Elle verse également à son dossier (pièce n° 33) un extrait de situation au répertoire Sirene de Mme [G], daté du 14 septembre 2021, qui vise également le « commerce de détail de maroquinerie et d'articles de voyages ».

L'activité visée dans l'extrait Kbis de 2013 n'est manifestement pas celle visée, au demeurant de manière stricte, dans le bail commercial.

Mme [G] n'apporte aucun élément d'explication, au regard des pièces produites par la société, quant à l'évolution de la désignation de son activité commerciale au registre du commerce et des sociétés ni quant à l'indication du répertoire Sirene.

En toute hypothèse, elle ne verse à son dossier aucun document permettant de retenir, contre la teneur et la date de ceux produits par son adversaire, qu'elle était immatriculée au RCS au titre d'une activité conforme au bail lors du congé délivré le 15 février 2011.

Il en résulte que Mme [G] ne peut ainsi prétendre à l'application du statut des baux commerciaux et, notamment, à l'indemnité d'éviction et aux indemnités accessoires qu'elle réclame.

A défaut pour Mme [G] de pouvoir prétendre à l'application du statut, les demandes de M. [G], qui ne sont liées qu'au droit de sa conjointe de pouvoir les obtenir, seront également rejetées.

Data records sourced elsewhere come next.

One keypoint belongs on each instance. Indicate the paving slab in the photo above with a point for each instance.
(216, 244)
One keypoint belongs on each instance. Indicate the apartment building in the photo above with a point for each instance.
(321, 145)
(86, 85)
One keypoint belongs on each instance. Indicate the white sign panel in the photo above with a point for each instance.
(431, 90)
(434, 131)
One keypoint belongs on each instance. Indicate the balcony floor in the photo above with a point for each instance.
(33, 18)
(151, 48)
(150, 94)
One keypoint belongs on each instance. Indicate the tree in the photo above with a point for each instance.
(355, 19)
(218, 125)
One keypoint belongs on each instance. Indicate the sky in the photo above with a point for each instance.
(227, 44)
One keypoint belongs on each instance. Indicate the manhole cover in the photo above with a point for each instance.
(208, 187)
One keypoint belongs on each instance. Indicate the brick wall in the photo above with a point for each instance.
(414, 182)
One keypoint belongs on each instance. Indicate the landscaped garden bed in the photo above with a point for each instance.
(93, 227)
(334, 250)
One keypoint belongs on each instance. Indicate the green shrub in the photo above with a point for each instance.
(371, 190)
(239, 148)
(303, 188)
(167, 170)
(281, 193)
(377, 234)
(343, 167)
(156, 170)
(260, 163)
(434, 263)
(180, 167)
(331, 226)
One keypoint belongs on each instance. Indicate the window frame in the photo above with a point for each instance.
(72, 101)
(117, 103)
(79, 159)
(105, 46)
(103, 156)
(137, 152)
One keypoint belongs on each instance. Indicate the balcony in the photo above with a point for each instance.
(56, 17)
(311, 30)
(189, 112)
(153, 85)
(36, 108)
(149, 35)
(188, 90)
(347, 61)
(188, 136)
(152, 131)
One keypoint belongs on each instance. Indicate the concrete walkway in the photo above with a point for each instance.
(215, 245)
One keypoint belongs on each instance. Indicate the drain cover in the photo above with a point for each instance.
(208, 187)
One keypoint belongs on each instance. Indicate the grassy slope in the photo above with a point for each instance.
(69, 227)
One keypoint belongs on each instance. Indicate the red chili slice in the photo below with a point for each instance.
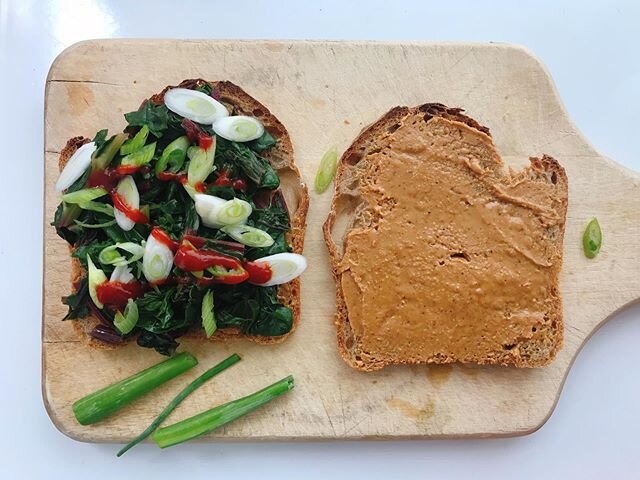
(205, 141)
(133, 214)
(117, 294)
(190, 259)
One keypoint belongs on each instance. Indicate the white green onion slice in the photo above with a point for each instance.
(239, 128)
(208, 315)
(327, 170)
(126, 321)
(249, 236)
(95, 277)
(284, 267)
(76, 166)
(111, 256)
(233, 212)
(200, 163)
(194, 105)
(84, 195)
(157, 260)
(135, 143)
(128, 190)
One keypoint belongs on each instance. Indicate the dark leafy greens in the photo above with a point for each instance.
(168, 311)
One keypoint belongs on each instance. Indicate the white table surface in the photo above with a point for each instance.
(591, 49)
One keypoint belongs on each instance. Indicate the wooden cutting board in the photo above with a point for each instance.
(325, 92)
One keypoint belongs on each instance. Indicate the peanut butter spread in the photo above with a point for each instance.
(457, 260)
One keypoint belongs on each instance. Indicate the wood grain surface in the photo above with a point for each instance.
(325, 93)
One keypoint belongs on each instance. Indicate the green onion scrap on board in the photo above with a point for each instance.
(209, 420)
(98, 405)
(327, 170)
(188, 390)
(592, 239)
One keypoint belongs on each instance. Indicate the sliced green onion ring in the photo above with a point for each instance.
(111, 256)
(84, 195)
(126, 321)
(249, 236)
(95, 277)
(239, 128)
(233, 212)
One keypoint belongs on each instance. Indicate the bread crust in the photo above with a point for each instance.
(346, 187)
(281, 157)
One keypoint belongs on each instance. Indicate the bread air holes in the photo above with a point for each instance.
(462, 255)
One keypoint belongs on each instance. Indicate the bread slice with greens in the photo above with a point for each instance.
(193, 220)
(439, 254)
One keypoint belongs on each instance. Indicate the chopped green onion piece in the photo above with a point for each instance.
(216, 417)
(249, 236)
(97, 207)
(126, 321)
(111, 256)
(239, 128)
(140, 157)
(592, 239)
(95, 277)
(233, 212)
(84, 195)
(327, 170)
(106, 224)
(200, 163)
(173, 155)
(135, 143)
(103, 156)
(104, 402)
(188, 390)
(208, 316)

Le jugement sera infirmé de ce chef.

Sur les conséquences de la dénégation du statut des baux commerciaux

À titre infirmatif, la société preneuse soutient que les appelants sont occupants sans droit ni titre depuis le 16 août 2011 et redevables d'une indemnité d'occupation relevant du droit commun, ayant nature compensatoire et indemnitaire.

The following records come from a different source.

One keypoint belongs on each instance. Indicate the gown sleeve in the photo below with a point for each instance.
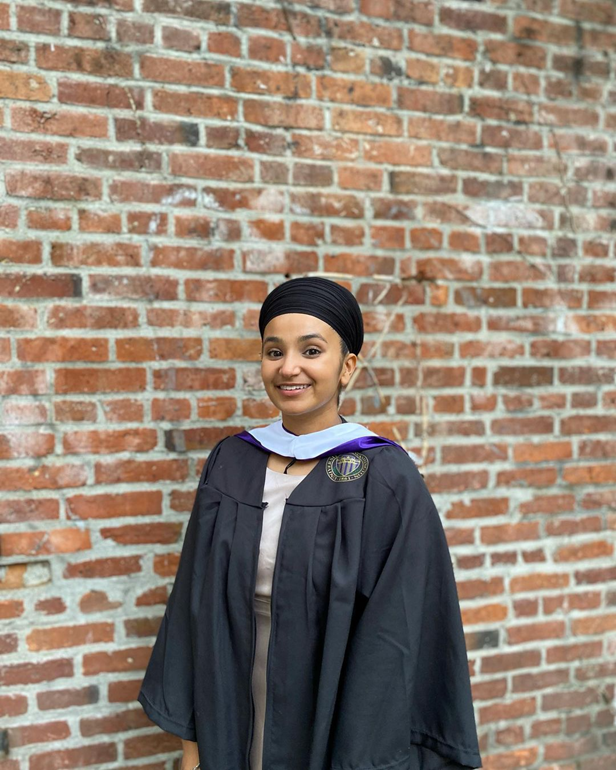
(416, 595)
(166, 692)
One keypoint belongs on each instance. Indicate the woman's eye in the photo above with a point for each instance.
(309, 350)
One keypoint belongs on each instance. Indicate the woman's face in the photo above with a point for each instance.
(299, 349)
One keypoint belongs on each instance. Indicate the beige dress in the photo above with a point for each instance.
(278, 486)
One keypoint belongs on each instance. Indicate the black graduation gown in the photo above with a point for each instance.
(367, 665)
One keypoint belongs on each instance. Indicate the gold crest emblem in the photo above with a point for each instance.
(347, 467)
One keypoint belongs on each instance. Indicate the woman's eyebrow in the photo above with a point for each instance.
(303, 338)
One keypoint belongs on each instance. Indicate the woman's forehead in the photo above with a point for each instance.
(290, 326)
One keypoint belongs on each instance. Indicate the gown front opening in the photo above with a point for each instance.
(278, 486)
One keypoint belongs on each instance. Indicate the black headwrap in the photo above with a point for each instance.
(321, 298)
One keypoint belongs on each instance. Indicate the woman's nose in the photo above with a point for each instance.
(289, 363)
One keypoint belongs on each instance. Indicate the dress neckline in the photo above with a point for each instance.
(286, 475)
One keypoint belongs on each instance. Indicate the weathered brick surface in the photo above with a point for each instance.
(163, 165)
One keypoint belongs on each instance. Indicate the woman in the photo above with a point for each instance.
(314, 621)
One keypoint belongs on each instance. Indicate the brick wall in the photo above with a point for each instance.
(163, 164)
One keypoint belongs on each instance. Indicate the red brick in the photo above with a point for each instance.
(442, 45)
(104, 506)
(95, 94)
(103, 568)
(267, 48)
(182, 39)
(92, 380)
(208, 166)
(346, 119)
(52, 185)
(20, 252)
(33, 673)
(62, 699)
(69, 636)
(101, 62)
(518, 54)
(129, 31)
(99, 221)
(49, 219)
(93, 754)
(60, 122)
(138, 534)
(88, 25)
(14, 51)
(13, 705)
(195, 104)
(284, 114)
(24, 85)
(186, 71)
(45, 21)
(147, 222)
(224, 44)
(96, 254)
(40, 543)
(91, 317)
(153, 192)
(131, 659)
(205, 10)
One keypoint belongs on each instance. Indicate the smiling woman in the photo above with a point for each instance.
(314, 621)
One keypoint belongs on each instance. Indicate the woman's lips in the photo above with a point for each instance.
(293, 392)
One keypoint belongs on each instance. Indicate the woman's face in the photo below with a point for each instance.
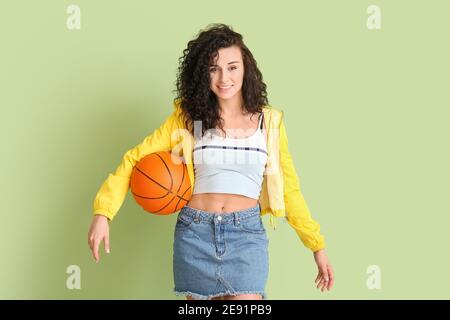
(227, 73)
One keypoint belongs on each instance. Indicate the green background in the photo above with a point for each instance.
(366, 117)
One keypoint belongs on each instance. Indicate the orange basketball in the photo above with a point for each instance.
(159, 184)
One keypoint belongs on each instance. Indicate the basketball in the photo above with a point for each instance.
(159, 184)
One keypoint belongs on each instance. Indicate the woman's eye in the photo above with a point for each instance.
(214, 69)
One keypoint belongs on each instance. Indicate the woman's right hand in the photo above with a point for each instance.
(98, 231)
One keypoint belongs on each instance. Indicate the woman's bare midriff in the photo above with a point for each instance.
(220, 203)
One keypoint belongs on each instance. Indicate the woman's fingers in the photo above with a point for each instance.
(107, 243)
(324, 279)
(331, 275)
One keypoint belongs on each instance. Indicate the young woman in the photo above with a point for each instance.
(235, 147)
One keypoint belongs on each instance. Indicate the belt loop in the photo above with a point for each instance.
(197, 217)
(236, 218)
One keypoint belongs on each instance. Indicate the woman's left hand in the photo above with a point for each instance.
(325, 276)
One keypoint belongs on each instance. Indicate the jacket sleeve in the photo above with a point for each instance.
(114, 189)
(298, 214)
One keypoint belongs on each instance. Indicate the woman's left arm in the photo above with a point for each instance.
(325, 275)
(299, 216)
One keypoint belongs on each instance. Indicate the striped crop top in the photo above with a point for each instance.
(230, 165)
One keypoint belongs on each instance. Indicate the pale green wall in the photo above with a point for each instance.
(366, 116)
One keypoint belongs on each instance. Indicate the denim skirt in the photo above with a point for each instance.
(216, 254)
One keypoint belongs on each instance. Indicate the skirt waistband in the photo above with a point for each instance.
(229, 217)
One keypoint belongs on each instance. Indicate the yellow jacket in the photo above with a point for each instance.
(280, 195)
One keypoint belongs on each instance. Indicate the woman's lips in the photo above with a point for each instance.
(224, 88)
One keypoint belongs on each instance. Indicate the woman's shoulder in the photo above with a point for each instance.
(275, 114)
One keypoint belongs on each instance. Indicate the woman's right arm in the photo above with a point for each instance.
(112, 193)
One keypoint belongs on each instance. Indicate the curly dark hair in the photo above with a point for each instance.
(197, 101)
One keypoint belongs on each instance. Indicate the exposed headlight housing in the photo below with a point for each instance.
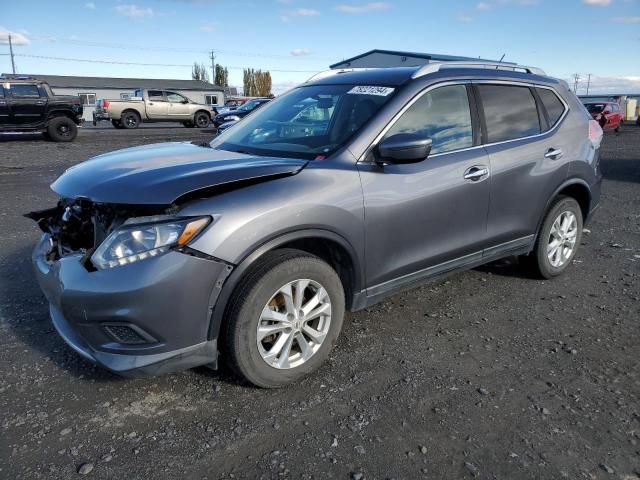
(134, 242)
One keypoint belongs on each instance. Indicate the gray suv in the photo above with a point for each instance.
(352, 187)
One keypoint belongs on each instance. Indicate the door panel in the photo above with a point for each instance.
(156, 105)
(178, 109)
(423, 214)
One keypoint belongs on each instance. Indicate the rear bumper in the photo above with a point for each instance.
(161, 304)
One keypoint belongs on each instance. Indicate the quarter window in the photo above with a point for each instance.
(442, 115)
(510, 112)
(25, 91)
(553, 105)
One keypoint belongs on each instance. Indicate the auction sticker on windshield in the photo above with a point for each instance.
(371, 90)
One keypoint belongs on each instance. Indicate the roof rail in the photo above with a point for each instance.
(337, 71)
(437, 66)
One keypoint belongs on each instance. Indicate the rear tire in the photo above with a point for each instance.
(558, 239)
(61, 129)
(130, 120)
(306, 320)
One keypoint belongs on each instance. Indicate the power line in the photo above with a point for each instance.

Elle soutient que cette indemnité doit être fixée en fonction de la valeur locative majorée, pour tenir compte du préjudice subi par le bailleur du fait de l'occupation illicite du local.

Elle indique que, selon l'expertise judiciaire, la valeur locative du local était de 1 775 euros par mois au 16 août 2011, qui, par seule indexation (ILC 110,78/103,64) doit être élevée à 1 897,28 euros par mois.

Elle demande en conséquence que soit prononcée l'expulsion des appelants et la fixation de l'indemnité d'occupation à la somme de 2 500 euros par mois, les sommes dues devant produire intérêts de droit au taux légal, à compter de chaque échéance depuis le 16 août 2011, avec capitalisation des intérêts dus pour une année entière et, ce, jusqu'à l'entière libération des locaux.

Les appelants ne concluent pas sur ce point.

Sur ce,

Les preneurs occupant le local sans droit ni titre, depuis le 16 août 2011, leur expulsion ne peut qu'être ordonnée.

Lorsque le bail commercial prend fin par l'effet d'une résiliation ou d'un congé sans offre de renouvellement, le preneur est tenu au versement d'une indemnité d'occupation. Toutefois, dans cette situation, les dispositions de l'article L. 145-28 du code de commerce sont inapplicables et c'est sur le fondement de l'article 1240 du code civil qu'est due cette indemnité, qui a un double caractère, compensatoire et indemnitaire, en ce qu'elle constitue la contrepartie de l'occupation des lieux et doit également permettre la réparation du préjudice subi par le propriétaire du bien.

Ainsi, l'indemnité d'occupation ne peut, comme le demande la société bailleresse, correspondre à la valeur locative du local, telle que déterminée par l'expert judiciaire en application des articles L. 145-28 et L. 145-33 du code de commerce, inapplicables à la cause sur ce point.

L'expert judiciaire indique dans le rapport établi en 2017, que le loyer annuel indexé et arrondi s'élève à 6 954 euros, hors taxes, soit 582 euros par mois.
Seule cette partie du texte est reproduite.